In a year-to-year comparison a full-time CISO may make sense if you want to start building an internal team. The vCISO starts making sense when you decide to outsource the expertise and problem solving
- Need a strategy developed? “Yes, but not every month. Just give me a strategy and I will follow it on my own and talk to you again when I have another problem or don’t understand anything”
- Need to understand your risks? Not on a daily basis.
- Have an important cyber security question?

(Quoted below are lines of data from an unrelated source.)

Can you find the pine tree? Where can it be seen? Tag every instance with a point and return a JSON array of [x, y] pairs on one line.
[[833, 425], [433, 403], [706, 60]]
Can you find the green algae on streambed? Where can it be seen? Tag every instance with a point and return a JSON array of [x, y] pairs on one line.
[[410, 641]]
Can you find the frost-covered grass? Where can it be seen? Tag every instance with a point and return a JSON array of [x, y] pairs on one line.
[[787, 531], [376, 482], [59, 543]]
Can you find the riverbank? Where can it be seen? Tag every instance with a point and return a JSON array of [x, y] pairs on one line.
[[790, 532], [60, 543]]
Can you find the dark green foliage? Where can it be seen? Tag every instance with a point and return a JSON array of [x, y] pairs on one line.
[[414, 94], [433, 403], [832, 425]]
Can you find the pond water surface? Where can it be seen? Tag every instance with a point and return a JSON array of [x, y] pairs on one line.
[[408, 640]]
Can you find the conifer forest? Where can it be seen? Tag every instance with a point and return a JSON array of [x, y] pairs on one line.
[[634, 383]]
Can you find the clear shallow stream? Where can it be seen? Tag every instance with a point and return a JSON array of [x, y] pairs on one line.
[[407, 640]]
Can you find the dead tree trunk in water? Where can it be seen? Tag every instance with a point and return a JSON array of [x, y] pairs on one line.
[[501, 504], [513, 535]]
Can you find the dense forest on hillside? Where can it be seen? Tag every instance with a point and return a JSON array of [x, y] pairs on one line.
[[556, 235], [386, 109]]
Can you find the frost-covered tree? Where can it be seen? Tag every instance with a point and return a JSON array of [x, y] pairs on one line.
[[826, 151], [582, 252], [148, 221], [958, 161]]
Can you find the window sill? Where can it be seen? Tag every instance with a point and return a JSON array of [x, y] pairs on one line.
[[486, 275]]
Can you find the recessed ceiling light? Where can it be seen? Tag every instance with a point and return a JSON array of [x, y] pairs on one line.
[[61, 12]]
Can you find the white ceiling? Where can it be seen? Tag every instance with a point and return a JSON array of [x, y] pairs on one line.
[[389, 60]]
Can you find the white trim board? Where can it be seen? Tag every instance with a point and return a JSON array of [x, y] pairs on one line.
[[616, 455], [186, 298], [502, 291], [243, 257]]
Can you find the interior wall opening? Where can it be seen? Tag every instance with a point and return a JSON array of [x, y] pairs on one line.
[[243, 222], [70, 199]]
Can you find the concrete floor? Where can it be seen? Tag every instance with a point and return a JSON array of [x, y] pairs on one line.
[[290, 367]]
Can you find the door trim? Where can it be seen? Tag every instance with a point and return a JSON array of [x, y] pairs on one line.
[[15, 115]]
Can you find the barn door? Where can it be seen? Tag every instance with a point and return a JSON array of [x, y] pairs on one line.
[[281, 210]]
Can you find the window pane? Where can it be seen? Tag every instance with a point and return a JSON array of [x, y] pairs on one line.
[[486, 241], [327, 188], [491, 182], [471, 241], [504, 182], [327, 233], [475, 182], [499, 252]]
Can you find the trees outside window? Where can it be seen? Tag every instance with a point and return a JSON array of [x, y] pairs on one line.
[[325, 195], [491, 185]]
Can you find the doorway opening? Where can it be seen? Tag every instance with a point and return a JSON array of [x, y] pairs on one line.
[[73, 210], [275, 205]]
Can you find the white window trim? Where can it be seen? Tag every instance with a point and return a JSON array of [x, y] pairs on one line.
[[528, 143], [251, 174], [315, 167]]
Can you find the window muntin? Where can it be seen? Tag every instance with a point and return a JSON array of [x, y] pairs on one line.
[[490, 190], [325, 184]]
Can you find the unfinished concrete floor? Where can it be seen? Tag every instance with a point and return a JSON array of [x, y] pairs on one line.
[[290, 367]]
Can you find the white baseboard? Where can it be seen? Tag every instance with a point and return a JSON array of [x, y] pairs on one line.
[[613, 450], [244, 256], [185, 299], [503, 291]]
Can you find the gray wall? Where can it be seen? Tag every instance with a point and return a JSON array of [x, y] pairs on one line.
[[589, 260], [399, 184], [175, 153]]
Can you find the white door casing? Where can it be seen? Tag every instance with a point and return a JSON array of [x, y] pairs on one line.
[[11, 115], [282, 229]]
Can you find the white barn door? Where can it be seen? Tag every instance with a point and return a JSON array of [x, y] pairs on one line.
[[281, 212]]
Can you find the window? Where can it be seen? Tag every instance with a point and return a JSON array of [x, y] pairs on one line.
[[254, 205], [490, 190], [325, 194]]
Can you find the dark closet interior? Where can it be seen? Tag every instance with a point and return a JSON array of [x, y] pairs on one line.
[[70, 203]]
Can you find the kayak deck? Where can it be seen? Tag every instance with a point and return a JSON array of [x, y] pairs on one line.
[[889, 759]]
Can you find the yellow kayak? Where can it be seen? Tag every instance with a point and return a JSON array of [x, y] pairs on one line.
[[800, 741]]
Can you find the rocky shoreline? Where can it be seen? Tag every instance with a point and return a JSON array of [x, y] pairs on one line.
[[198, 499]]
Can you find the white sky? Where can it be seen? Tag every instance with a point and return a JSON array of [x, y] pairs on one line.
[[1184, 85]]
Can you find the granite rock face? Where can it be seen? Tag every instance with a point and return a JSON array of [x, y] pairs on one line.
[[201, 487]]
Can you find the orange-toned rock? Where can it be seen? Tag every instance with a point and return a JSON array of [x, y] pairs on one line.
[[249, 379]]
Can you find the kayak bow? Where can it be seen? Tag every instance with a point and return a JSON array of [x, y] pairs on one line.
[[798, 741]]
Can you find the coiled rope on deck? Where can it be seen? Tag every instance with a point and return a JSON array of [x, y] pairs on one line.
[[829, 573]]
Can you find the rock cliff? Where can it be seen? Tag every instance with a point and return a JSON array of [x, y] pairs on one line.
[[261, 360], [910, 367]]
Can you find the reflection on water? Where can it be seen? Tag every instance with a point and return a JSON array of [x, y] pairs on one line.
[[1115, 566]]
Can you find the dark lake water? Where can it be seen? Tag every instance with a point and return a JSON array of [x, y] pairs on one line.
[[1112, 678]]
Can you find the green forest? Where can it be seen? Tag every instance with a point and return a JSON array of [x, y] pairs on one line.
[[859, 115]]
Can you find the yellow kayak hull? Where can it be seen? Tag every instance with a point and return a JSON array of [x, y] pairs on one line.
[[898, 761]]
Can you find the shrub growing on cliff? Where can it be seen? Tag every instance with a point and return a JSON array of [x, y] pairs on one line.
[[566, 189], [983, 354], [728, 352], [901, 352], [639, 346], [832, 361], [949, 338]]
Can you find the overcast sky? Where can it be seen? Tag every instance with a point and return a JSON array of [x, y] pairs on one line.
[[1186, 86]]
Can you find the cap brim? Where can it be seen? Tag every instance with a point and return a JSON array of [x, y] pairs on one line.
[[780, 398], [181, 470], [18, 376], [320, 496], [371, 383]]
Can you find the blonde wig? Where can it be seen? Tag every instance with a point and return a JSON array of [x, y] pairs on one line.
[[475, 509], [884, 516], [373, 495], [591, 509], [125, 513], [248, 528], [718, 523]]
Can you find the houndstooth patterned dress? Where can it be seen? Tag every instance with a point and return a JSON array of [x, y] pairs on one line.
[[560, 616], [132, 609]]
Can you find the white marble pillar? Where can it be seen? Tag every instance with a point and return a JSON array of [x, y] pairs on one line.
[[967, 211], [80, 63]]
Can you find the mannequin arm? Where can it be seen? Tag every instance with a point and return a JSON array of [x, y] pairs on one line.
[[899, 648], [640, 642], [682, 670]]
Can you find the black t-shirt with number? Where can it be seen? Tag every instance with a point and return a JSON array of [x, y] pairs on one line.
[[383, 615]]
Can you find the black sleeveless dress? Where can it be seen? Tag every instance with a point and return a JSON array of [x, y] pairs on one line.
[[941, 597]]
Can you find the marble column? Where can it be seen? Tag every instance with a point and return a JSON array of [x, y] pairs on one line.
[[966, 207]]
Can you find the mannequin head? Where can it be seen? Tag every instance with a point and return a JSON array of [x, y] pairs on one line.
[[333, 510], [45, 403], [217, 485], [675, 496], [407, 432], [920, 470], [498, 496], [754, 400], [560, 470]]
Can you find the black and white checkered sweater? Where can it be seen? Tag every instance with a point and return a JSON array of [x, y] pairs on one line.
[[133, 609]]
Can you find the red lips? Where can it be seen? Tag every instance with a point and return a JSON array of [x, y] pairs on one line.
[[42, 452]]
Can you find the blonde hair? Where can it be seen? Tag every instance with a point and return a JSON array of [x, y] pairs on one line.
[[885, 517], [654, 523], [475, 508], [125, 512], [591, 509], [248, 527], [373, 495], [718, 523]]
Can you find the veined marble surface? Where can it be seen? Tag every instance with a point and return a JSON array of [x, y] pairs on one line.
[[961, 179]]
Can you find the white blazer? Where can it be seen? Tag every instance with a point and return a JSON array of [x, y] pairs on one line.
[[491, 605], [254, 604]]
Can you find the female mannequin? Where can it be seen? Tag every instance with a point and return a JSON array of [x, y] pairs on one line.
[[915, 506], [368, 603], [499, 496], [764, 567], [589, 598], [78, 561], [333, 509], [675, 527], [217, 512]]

Not one so often that it’s worth dropping $250K/year.
How to hire a vCISO
Since a vCISO is another type of consultant, then to hire a vCISO you just need to follow the same rules and processes you normally follow to hire any kind of consultant.
An overview of a 4-step selection process looks like this:
- Research: Generate a list of candidates. Look for markers of quality or red flags.
- Interview: Talk to candidates and ask questions pertaining to your problem and their solution.
- Analysis & Follow-on Calls: Review notes and do call backs for statements of work and bids.
- Budget Considerations & Selection: Workout budget and decide based on multiple factors.
* When I say same, this is a matter of capability distribution. Anywhere on the bell curve of experience and capability there exists both vCISO and traditional CISO. Pluck one CISO from each type from anywhere on the spectrum and the distinguishing characteristic is the value proposition, not experience and capability. Virtual CISOs are not low-rent CISOs.
** Not all virtual CISO’s (or firms) have hourly based fees but to try and make a fair comparison the vCISO cost is calculated in hours.